Custom Rules

Custom rules apply settings to devices hosting the Application Control Agent and configuration. You can add items to the Allowed Items, Denied Items, Trusted Vendors, User Privileges, and Browser Control nodes in each group rule node. For more information, see Rule Items.

Custom rules allow security control rules to be applied when certain conditions are met. You can specify conditions for the following:

  • Computer
  • Directory membership
  • Environment
  • Files and folders
  • Registry
  • Session and client
  • The user

For example, you can create a custom rule that allows only users who belong to the Finance OU and who are not working on laptops to self-elevate to install a specific accounting application.

You can also create custom scripted conditions using Visual Basic or Java Script.

For more information on conditions for custom rules, see Condition Management.

Performance and custom rules

Custom rules enable great flexibility when applying conditions to rules. It may important to understand how they are processed in order to best manage your system performance.

The custom rules engine is very powerful but it can demand considerable resource. To manage performance, by default, the engine only handles process start actions such as launching an executable. DLLs and other file types requiring execute rights are not handled by the custom rules engine and therefore any rule items targeting them will not apply.

Using the EnableCustomRulesDllChecking custom setting, it is possible to modify the behavior to ensure all requests are processed by the custom rules engine. However, on a busy server, this could result in a performance impact so it is worth considering if Process Rules could deliver the required end result.

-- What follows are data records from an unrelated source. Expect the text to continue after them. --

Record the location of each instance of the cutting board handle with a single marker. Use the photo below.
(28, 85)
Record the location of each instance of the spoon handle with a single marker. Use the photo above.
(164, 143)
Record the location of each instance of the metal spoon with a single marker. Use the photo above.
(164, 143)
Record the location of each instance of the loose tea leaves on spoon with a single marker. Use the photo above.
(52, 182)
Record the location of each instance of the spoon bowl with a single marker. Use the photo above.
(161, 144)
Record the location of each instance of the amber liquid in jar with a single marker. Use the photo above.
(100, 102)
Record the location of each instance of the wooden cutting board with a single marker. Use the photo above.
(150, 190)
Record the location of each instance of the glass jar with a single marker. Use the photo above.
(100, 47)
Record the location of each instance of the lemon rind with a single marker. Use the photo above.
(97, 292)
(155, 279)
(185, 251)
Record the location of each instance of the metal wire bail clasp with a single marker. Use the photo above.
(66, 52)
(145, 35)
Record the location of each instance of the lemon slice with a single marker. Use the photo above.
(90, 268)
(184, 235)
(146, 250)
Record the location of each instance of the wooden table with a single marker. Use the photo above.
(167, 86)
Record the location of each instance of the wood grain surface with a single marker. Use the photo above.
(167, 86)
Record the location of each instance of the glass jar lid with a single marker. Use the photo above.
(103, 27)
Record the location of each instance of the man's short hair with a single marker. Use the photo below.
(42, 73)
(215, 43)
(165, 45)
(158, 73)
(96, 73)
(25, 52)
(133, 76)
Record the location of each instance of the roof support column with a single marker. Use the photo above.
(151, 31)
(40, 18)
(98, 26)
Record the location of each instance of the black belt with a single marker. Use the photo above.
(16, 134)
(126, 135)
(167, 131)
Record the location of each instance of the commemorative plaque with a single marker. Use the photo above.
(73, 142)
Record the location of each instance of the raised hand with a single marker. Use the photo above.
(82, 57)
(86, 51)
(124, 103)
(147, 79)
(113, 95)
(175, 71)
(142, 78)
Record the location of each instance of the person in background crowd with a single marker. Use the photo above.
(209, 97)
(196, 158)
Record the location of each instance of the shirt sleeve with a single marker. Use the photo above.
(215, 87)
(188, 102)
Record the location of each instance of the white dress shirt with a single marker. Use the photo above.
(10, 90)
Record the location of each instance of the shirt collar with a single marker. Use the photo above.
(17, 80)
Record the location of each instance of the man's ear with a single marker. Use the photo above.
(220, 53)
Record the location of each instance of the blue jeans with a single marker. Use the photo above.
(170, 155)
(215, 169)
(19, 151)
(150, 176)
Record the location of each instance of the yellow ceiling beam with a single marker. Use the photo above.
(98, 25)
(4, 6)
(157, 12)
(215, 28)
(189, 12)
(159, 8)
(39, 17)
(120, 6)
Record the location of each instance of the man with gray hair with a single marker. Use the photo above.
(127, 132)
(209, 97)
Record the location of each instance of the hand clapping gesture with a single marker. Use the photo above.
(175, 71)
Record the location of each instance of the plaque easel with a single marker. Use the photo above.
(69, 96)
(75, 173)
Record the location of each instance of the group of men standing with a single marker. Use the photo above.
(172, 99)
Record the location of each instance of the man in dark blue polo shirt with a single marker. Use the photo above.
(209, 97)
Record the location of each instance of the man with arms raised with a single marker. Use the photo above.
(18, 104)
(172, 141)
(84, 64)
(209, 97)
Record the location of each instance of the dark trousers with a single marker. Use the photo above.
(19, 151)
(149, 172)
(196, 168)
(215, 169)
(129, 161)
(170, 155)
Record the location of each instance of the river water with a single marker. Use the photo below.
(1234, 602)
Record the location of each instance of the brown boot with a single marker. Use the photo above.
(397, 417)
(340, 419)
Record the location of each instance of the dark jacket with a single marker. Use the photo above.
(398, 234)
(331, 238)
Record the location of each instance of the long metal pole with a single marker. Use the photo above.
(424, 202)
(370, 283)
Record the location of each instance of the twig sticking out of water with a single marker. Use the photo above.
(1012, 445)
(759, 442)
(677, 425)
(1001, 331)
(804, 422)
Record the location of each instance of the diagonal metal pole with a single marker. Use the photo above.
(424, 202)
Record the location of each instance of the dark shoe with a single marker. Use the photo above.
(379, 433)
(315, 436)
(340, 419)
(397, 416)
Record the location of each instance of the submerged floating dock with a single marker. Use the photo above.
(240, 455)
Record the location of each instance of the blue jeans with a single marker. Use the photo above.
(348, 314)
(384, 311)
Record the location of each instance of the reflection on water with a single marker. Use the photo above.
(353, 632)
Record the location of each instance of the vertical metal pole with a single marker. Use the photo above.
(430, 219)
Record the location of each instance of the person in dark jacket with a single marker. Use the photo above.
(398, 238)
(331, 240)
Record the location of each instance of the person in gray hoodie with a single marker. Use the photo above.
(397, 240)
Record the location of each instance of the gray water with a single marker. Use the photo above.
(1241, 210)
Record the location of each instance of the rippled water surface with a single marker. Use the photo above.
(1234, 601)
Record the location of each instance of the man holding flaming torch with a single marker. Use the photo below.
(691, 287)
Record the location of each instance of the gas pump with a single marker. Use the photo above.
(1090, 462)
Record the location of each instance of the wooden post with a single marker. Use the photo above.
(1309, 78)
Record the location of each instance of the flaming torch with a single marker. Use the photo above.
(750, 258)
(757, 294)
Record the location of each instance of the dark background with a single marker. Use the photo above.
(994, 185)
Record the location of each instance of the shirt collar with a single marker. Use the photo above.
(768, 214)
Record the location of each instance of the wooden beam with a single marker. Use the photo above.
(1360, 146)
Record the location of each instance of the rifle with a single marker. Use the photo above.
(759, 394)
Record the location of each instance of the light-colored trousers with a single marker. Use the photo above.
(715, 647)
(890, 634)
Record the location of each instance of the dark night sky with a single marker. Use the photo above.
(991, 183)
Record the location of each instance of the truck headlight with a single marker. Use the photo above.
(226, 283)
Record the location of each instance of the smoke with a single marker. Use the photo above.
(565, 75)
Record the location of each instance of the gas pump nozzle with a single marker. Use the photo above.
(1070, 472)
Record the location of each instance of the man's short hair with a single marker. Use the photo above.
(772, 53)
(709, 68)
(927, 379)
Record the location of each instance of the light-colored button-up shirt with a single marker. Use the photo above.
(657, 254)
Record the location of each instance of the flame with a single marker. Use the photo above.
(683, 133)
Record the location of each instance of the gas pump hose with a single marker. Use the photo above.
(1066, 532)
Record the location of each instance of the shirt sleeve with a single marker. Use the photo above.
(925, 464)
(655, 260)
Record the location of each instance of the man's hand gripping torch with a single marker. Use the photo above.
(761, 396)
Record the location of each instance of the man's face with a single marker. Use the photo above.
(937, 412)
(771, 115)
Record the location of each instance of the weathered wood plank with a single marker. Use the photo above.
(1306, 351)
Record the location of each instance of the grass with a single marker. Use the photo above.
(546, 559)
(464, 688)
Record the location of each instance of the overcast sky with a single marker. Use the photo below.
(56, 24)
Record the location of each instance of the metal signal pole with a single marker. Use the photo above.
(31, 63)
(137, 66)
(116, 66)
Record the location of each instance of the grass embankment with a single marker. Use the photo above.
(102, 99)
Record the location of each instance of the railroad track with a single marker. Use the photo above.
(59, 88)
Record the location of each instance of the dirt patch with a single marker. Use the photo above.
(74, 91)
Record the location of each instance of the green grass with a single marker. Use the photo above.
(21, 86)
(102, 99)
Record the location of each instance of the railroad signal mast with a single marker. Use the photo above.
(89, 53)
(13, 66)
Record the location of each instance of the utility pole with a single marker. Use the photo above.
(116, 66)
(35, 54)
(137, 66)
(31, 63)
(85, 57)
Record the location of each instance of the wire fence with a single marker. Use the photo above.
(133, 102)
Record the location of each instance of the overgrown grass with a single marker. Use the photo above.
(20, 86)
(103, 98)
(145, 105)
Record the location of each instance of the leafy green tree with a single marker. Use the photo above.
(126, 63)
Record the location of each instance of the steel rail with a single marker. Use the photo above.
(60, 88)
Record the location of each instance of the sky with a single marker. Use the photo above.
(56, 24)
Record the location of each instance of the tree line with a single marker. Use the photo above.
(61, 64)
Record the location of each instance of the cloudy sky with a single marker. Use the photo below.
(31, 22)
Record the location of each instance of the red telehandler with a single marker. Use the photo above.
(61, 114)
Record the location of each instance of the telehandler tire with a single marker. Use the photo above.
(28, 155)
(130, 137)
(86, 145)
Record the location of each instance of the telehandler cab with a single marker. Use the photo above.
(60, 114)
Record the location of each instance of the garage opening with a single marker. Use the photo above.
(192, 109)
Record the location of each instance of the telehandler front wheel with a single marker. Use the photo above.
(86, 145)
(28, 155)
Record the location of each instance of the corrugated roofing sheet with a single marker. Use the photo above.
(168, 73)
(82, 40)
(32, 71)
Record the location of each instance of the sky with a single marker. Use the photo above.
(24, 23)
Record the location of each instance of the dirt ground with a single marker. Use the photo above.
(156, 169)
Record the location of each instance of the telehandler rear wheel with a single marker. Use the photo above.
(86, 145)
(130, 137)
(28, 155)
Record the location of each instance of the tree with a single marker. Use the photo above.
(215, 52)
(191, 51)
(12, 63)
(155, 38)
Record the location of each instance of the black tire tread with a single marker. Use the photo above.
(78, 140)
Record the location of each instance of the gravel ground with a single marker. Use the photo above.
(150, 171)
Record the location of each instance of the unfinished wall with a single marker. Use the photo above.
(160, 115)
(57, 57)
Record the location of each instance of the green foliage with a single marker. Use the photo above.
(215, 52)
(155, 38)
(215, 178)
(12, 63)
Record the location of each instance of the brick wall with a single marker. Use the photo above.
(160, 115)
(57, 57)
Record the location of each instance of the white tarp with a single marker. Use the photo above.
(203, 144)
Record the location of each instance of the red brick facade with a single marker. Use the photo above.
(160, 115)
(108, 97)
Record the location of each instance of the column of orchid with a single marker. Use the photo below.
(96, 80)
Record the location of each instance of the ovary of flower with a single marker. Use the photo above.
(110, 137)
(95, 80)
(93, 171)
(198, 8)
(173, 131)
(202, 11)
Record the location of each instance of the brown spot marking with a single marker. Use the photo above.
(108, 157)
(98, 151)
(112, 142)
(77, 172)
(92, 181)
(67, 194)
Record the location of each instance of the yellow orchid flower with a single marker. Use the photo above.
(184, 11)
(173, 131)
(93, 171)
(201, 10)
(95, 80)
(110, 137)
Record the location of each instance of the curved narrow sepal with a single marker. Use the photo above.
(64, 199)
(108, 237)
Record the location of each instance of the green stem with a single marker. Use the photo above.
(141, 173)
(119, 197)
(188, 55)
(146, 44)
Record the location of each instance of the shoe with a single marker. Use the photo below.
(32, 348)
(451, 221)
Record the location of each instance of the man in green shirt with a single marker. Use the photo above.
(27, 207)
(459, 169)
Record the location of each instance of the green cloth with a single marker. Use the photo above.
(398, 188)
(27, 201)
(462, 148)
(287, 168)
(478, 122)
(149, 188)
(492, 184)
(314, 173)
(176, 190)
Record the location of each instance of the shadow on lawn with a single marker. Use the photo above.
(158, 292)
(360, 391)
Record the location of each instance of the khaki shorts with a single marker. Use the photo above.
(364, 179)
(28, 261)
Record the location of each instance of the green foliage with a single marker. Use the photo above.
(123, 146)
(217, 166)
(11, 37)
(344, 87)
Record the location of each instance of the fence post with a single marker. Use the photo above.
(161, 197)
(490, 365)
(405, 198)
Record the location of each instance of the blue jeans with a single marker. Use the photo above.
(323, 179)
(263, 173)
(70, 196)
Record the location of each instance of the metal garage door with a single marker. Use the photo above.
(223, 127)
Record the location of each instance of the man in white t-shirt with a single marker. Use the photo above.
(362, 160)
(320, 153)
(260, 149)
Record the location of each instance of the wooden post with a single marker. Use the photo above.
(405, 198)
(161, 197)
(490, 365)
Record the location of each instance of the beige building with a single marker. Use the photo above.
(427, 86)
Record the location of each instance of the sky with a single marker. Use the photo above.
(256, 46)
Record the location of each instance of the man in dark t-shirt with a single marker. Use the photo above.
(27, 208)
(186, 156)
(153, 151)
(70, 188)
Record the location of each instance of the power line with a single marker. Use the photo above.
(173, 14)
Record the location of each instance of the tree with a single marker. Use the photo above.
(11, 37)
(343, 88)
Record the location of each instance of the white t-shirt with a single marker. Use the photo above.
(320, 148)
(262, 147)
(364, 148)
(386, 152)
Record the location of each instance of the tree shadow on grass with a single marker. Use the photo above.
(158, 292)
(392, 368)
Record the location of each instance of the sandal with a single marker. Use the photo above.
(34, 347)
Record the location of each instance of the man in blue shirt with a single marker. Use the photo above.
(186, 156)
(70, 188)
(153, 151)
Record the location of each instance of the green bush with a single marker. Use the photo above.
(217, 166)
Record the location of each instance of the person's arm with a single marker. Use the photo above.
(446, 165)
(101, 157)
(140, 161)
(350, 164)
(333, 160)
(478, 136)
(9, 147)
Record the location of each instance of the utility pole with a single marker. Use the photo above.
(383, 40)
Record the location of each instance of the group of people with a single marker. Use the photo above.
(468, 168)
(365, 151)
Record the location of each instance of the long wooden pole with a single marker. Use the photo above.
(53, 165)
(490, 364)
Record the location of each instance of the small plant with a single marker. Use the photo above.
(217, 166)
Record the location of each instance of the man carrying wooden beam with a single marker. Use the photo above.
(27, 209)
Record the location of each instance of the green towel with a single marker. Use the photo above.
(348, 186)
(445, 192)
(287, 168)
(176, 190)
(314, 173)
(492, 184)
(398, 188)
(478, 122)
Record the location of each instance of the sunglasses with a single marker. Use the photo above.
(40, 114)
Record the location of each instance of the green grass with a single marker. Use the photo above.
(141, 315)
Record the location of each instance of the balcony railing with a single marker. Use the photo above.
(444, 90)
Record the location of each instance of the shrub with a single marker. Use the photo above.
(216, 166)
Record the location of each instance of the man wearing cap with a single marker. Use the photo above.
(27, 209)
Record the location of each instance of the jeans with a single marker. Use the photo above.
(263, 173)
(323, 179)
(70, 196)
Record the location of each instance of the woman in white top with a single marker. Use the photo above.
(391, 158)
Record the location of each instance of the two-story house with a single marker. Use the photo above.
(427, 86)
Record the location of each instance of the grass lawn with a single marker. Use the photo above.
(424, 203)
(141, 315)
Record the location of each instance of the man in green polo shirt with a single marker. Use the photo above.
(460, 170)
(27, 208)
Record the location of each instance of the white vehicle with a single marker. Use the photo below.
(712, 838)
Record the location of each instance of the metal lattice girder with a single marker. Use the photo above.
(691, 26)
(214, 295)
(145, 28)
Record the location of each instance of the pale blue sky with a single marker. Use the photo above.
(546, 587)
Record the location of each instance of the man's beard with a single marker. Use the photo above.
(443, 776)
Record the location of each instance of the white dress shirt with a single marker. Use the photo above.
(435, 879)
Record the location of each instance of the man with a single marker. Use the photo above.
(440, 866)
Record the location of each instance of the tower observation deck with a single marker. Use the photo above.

Refer to this Community article for further information.

Add or remove a custom rule

If you select the Custom Rules node, the All Custom Rules summary displays the Rule Name and the Security Level.

  • To add a custom rule, click the Add Rule drop-down arrow on the Rules ribbon and select Custom Rule.

  • To remove a custom rule, select a rule and click Remove Rule on the Rules ribbon. A confirmation message displays. Click Yes to confirm the removal.